Architectural facade trends – metal mesh
Architects can choose between a variety of materials to create stunning and artistic facades. A new trend is the use of aluminium to design perforated lace-like facades. Besides looking great, these facades improve thermal performance by creating a second layer to protect it during sunny days.
Metal as a cladding product is on the rise in both interior and exterior applications. This is probably due to its versatility and the ease to customer fabricate it. Unlike many other materials, metal can be folded, stamped, perforated, etched and coated in almost unlimited ways.
Let’s look at how aluminium can be used as a decorative and functional part of a facade.
Industrial processing
Aluminium is a metal that offers endless opportunities for facade design, and extrusion as a manufacturing technique is ideal for this purpose. Extrusion is a process used to create objects of a fixed cross-sectional profile, where a material is pushed through a die of the desired cross-section.
The two main advantages of this process, compared with other manufacturing processes, are its ability to create complex cross-sections and to work materials that are brittle, because the material only encounters compressive and shear stresses. It also forms parts with excellent surface finish.

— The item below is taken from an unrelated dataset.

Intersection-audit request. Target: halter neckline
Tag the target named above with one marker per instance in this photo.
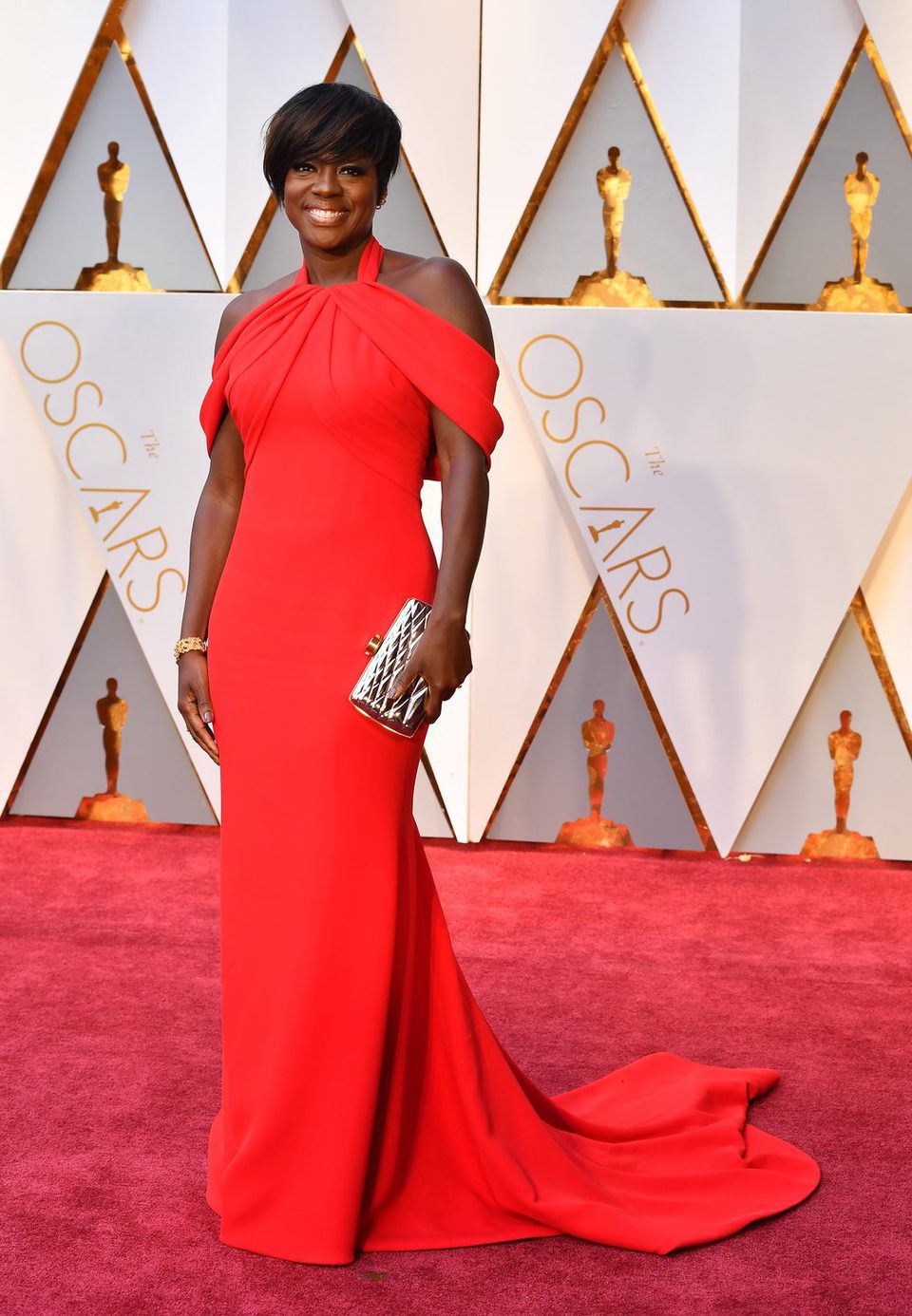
(369, 268)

Extruded profiles used for facades can be industrially processed through working operations such as milling, drilling, thread milling and tapping, as well as cutting and notching. Using the right machinery protects even sensitive profile surfaces against scratches and other damage. In this way, there are almost endless opportunities to create facades that are both functional and beautiful.
And when you use the surface technique anodizing, which offers a wide range of colors, you can design and create an endless number of original architectural facades.
Get a green profile in your building
Architects have long been using aluminium profiles for windows, doors, railings and roofing. The metal’s positive cradle-to-cradle life cycle and its contribution to making buildings more energy efficient are two reasons why. There are other good reasons for choosing aluminium:
- Aluminium profiles are weather-proof, corrosion-resistant and immune to the harmful effects of UV rays, ensuring optimal performance over a long lifetime. Surface treatment improves the outstanding resistance to corrosion even more.
- Aluminium’s impressive strength-to-weight ratio makes it possible to design light structures with exceptional stability. It provides architects with the means to meet required performance specifications, while minimizing expenditure on foundations.
- Aluminium is highly adaptable and designable and it can also be endlessly recycled, so when a building is renovated or demolished, the aluminium can always be used again. Aluminium is one raw material where there is no lack of supply. With today’s environmental considerations, this is an important aspect for architects, who are increasing their use of aluminium in their work to design “greener” buildings.
Great examples of metal mesh in Britain and New York City
The British company James & Taylor has established a reputation for its innovative use of metal products in metal facades. They use aluminium cladding solutions that give a striking architectural finish. They’ve used these on the Stirling Prize-shortlisted Young Vic Theatre and on the New Museum of Contemporary Art in New York. James & Taylor is using extruded aluminium sections from Hydro to create the claddings.
Another example in England is the brilliant aluminium facade of the Library of Birmingham, which uses an arrangement of interlaced aluminium circles in two colors to cover the facade. The black circular profiles measure 5.4 meters in diameter, and the underlying silver-colored rings measure 1.8 meters.
The building was designed by the Dutch studio Mecanoo Architecten.